Mi esposa sintonizó un canal de cocina este mediodía, no soy indiferente a las recetas y la acompañé, preparaban unas galletas de Navidad con jengibre. La memoria me trasladó de inmediato a un libro que hube leído siendo niño: El hombrecito de pan de jengribre.
Eran tiempos de escuela primaria, 1961, cuando lo recibí como premio al finalizar el año escolar en la Escuela Dr. José Bianco de Villa María, después recibí otros todos los cuales atesoro en mi biblioteca personal, que necesita más estantes.
En aquellos años el paradigma educativo era la excelencia y nuestras maestras lo aplicaban. Los modestos premios que nuestro segundo hogar nos otorgaba por buenos promedios o asistencia perfecta no podían valorarse materialmente. Su intención era motivarnos a leer, aún durante el período vacacional.

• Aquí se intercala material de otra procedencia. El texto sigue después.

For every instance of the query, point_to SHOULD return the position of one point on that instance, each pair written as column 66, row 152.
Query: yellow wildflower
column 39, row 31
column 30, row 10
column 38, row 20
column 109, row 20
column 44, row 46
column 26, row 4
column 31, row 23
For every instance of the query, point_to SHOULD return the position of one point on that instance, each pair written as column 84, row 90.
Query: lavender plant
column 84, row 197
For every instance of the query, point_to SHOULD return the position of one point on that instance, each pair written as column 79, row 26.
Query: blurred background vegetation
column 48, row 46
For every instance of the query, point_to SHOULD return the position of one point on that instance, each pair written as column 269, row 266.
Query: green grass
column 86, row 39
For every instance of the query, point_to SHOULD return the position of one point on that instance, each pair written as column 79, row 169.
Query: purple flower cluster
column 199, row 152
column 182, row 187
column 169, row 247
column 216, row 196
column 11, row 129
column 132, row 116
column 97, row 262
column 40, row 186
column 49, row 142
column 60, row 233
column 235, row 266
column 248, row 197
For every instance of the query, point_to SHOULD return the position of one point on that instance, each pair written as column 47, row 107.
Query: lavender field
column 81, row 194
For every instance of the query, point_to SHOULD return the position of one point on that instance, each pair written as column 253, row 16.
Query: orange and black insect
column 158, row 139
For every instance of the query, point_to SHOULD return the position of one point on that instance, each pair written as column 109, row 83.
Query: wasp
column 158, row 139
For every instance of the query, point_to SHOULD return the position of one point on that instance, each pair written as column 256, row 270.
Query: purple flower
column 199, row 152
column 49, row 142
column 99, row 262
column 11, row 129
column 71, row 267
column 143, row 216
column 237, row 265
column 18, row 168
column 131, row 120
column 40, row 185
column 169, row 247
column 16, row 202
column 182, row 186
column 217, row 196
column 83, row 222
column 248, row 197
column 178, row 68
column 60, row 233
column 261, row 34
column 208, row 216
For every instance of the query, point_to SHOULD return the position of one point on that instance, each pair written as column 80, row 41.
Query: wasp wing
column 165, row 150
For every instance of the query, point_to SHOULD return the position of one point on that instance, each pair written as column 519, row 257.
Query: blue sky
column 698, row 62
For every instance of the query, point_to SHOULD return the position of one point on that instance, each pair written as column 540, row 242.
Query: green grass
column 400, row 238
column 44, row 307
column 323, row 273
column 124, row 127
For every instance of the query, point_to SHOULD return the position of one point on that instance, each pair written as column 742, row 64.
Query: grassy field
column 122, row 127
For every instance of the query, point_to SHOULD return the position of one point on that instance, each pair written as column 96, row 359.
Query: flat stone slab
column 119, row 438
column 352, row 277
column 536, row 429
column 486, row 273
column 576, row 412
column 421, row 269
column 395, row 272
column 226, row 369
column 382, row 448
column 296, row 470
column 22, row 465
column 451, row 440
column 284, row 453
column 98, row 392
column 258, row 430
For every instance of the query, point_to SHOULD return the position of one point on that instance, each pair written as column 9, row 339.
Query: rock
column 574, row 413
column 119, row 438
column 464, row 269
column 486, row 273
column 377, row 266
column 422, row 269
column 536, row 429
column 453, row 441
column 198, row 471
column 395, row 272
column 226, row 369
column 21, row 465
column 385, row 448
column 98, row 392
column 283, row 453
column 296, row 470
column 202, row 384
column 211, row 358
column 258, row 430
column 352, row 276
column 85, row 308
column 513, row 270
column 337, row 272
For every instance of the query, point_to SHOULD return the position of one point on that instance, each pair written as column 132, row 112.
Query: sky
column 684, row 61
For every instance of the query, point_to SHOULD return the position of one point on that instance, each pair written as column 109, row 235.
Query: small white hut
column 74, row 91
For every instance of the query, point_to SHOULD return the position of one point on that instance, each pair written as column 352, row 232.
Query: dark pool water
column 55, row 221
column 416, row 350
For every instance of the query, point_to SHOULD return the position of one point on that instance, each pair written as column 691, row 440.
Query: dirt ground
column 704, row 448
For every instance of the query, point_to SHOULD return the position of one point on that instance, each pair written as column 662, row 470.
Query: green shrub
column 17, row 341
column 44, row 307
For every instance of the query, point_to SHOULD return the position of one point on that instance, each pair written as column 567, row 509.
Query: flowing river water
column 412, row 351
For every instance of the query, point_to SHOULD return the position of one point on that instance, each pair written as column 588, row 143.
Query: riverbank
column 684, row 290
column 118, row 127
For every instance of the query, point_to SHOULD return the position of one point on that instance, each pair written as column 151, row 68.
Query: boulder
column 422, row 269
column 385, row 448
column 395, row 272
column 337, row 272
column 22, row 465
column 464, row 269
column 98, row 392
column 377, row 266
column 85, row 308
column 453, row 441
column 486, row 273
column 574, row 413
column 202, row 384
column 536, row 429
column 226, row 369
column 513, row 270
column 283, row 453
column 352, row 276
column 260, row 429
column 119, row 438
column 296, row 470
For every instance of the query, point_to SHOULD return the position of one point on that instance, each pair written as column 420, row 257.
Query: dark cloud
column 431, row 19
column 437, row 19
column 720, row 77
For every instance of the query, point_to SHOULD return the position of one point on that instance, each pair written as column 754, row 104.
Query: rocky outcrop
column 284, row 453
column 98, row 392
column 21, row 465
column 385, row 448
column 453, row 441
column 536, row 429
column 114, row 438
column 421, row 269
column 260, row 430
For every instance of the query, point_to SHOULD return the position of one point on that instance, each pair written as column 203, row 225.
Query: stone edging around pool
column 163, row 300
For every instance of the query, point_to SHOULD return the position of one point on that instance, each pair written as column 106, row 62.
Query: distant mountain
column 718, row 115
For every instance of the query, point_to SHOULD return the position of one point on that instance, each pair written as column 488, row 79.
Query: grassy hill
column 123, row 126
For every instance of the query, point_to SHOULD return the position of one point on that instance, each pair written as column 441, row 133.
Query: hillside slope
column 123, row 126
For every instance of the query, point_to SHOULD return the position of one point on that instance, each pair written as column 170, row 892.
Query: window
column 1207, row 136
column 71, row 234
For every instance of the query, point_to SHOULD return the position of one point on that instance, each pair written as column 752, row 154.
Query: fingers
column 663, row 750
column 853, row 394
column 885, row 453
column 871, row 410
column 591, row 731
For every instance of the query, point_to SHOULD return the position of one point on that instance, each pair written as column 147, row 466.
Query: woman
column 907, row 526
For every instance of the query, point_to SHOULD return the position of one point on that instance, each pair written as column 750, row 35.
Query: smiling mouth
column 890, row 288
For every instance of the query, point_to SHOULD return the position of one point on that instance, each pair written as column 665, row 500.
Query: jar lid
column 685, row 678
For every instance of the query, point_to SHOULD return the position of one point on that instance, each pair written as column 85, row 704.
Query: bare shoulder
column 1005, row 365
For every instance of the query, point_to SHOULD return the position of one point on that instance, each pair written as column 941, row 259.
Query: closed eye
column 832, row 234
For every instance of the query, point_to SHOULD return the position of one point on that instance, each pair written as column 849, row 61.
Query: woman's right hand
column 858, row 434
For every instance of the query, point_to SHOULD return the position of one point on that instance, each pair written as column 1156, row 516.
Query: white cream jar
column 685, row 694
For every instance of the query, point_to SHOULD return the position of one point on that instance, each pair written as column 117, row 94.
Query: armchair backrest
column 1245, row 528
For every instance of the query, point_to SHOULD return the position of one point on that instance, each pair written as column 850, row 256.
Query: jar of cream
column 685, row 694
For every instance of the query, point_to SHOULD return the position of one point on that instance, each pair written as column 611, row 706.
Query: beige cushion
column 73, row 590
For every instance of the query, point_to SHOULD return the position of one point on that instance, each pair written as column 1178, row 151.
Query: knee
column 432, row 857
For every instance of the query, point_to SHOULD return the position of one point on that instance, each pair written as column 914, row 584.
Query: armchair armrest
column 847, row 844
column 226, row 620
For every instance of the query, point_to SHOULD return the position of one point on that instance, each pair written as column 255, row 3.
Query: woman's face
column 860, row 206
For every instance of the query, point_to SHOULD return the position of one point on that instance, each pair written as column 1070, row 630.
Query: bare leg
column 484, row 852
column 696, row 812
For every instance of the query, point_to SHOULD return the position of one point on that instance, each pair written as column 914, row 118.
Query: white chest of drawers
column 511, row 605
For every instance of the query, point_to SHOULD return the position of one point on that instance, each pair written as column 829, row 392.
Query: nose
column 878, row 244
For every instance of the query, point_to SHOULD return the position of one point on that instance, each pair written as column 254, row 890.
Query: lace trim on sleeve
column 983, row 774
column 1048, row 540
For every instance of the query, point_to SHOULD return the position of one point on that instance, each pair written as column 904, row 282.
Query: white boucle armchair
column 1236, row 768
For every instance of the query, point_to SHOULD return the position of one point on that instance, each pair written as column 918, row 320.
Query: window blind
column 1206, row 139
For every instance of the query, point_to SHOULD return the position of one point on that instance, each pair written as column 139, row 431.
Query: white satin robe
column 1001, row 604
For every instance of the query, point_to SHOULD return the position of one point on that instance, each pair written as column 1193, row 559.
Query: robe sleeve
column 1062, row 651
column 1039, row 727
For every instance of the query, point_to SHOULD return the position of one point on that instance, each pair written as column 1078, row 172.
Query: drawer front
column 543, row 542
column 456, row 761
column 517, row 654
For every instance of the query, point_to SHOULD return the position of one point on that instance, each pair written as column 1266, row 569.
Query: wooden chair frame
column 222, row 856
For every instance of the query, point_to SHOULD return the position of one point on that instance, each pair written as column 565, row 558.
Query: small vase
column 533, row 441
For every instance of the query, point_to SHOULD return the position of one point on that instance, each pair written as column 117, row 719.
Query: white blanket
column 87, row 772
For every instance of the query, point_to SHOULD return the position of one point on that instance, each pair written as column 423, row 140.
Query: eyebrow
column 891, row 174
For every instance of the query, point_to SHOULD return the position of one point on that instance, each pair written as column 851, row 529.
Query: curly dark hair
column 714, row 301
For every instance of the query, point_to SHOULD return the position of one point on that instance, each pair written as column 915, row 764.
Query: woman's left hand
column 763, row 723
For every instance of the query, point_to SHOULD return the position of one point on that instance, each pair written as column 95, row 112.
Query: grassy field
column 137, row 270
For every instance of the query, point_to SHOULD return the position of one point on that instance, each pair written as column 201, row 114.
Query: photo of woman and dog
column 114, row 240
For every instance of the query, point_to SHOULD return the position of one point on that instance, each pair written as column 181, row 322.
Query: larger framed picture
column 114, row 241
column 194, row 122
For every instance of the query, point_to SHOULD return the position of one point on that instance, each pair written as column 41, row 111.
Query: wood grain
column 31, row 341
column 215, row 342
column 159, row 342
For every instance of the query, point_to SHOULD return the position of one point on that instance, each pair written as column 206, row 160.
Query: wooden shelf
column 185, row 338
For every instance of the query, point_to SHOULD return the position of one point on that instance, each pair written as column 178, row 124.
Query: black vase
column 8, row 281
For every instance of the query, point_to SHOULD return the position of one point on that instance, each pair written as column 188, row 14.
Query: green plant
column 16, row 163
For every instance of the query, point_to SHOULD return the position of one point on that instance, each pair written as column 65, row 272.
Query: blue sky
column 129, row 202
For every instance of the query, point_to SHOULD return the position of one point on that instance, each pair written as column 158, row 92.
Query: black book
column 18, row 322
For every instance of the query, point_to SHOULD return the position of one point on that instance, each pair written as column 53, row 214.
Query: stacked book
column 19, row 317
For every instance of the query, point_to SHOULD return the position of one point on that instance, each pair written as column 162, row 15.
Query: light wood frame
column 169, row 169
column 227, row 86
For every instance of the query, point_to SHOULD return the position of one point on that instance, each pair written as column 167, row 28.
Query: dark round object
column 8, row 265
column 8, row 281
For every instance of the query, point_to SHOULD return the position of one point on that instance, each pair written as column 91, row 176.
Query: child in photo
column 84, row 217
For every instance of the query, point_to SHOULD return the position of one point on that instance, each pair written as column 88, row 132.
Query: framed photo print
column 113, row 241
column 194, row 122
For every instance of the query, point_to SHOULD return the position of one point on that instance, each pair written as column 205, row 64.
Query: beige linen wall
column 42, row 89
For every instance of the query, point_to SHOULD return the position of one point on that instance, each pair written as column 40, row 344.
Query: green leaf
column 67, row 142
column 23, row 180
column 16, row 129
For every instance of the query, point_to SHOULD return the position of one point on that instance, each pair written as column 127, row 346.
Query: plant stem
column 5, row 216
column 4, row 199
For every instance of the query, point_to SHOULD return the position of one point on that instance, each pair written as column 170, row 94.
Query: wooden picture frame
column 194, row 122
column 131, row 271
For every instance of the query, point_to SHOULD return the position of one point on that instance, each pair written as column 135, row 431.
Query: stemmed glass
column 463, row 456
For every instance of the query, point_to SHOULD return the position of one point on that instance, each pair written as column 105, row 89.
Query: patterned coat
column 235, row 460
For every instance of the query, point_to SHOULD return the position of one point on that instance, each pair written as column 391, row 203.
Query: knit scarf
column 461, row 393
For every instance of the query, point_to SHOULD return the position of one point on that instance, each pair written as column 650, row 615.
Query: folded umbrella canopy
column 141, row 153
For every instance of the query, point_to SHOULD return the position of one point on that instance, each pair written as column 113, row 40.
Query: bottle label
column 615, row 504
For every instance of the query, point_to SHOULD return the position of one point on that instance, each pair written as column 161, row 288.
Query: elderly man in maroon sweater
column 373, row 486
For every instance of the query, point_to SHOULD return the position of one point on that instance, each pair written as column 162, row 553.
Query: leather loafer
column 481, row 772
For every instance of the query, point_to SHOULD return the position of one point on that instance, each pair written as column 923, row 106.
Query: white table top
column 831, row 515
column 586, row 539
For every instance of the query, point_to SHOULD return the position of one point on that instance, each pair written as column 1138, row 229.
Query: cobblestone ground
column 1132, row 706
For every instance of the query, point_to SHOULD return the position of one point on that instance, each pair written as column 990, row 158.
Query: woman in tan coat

La premisa cayó, en mi caso, en territorio fértil. No pedía compensaciones por buenas notas sino que mis padres pagaran la cuota de la Biblioteca Rivadavia o de la Mariano Moreno en su antigua ubicación. Con escasos nueve años salía de estos ámbitos los viernes a la tarde con un par de ejemplares que, rigurosamente, serían devueltos el lunes después de un fin de semana de lectura. Recuerdo la peor penitencia que mis padres me impusieron por alguna travesura infantil: una semana sin leer.
Son solo recuerdos que atravesaron mi memoria por una simple receta de Navidad en TV.